# Triangles and petals

*Triangles and Petals printable sheet*

If each equilateral triangle has side length $r$, can you work out the perimeter of the flower's petals?

Now consider a flower made by the triangle rotating about a square with side length $r$ - what is the perimeter of the petals now?

What is the perimeter when the centre of the flower is a regular pentagon, hexagon, heptagon...?

What can you say about the increase in perimeter as the number of sides of the centre shape increases?

Can you explain this increase?

What would be the perimeter of a flower whose centre is a regular $100$-sided polygon with side length $r$?

*It may help to work in terms of $\pi$ throughout this problem.*

Herschel from the European School of Varese sent us this solution:

The first flower has 3 petals corresponding to the 3 corners of the triangle. The completed animation shows that each petal is a semicircle, so the perimeter of the flower is $3\times \pi \times \text{ radius } = 3 \times \pi \times \text{ (side of triangle) }= 3\pi r$.

The second flower has 4 petals. This time, each petal is a sector of a circle rather than a simple semicircle. The angle of this sector is 360 - (2 triangle corners) - (1 square corner) = $360 - 2 \times 60 - 90 = 150^\circ$.

Therefore, the total perimeter of this petal is $4 \times \frac{150}{360}\times (2\times \pi \times \text{ radius }) =\frac{10}{3} \times \pi \times \text{ (side of the square) }= \frac{10}{3} \pi r$.

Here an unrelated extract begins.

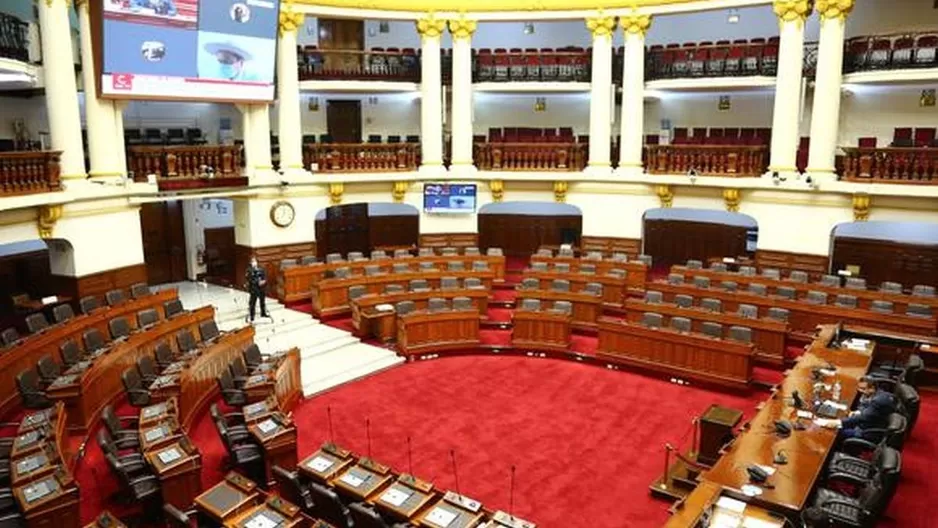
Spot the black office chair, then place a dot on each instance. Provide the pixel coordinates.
(328, 506)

In general, we need to know 3 key bits of data to work out the perimeter of the flower.

They are:

- The number of sides of the central shape; we'll call this $n$.
- The length of each side in the central shape; we'll call this $r$. (Note that this is equal to the radius of the petals).
- The angle at the centre of each petal. This can be derived from $n$:

$\text{Angle } = 360 - 2 \times 60 - \text{( Corner of shape)}$

$\text{Angle } = 360 - 120 - \frac{180(n-2)}{n}$

$\text{Angle } = 240 - 180 - \frac{360}{n}$

$\text{Angle } = 60 + \frac{360}{n}$

Well done to Saif from Havering Sixth Form College, Nina, Jure and Kristjan from Elementary school Loka Crnomelj, Slovenia, Chi from Raynes Park, Rajeev from Haberdashers' Aske's Boys' School, Yun Seok Kang, and Cameron, who also sent in correct solutions. Click here to read Nina, Jure and Kristjan's thoughts.

### Why do this problem?

This problem offers the opportunity to practise calculating arc lengths, working in terms of $\pi$, and calculating interior angles of regular polygons. It also provides an opportunity to generalise from simple examples, and to explain patterns in terms of the underlying structure of the problem.

### Possible approach

*This printable worksheet may be useful:* *Triangles and Petals*

Start by showing the animation of the triangle rotating around another triangle. Then hide the animation and ask learners to sketch what they saw. Show the animation once more so they can confirm what they saw.

### Key questions

What angles do you know? What angles can you work out?

### Possible support

An Unusual Shape offers opportunities to visualise sectors of circles and to consider simple loci.

### Possible extension

Construct a proof for the formula for finding the perimeter of a flower with a regular $n$-sided polygon at its centre.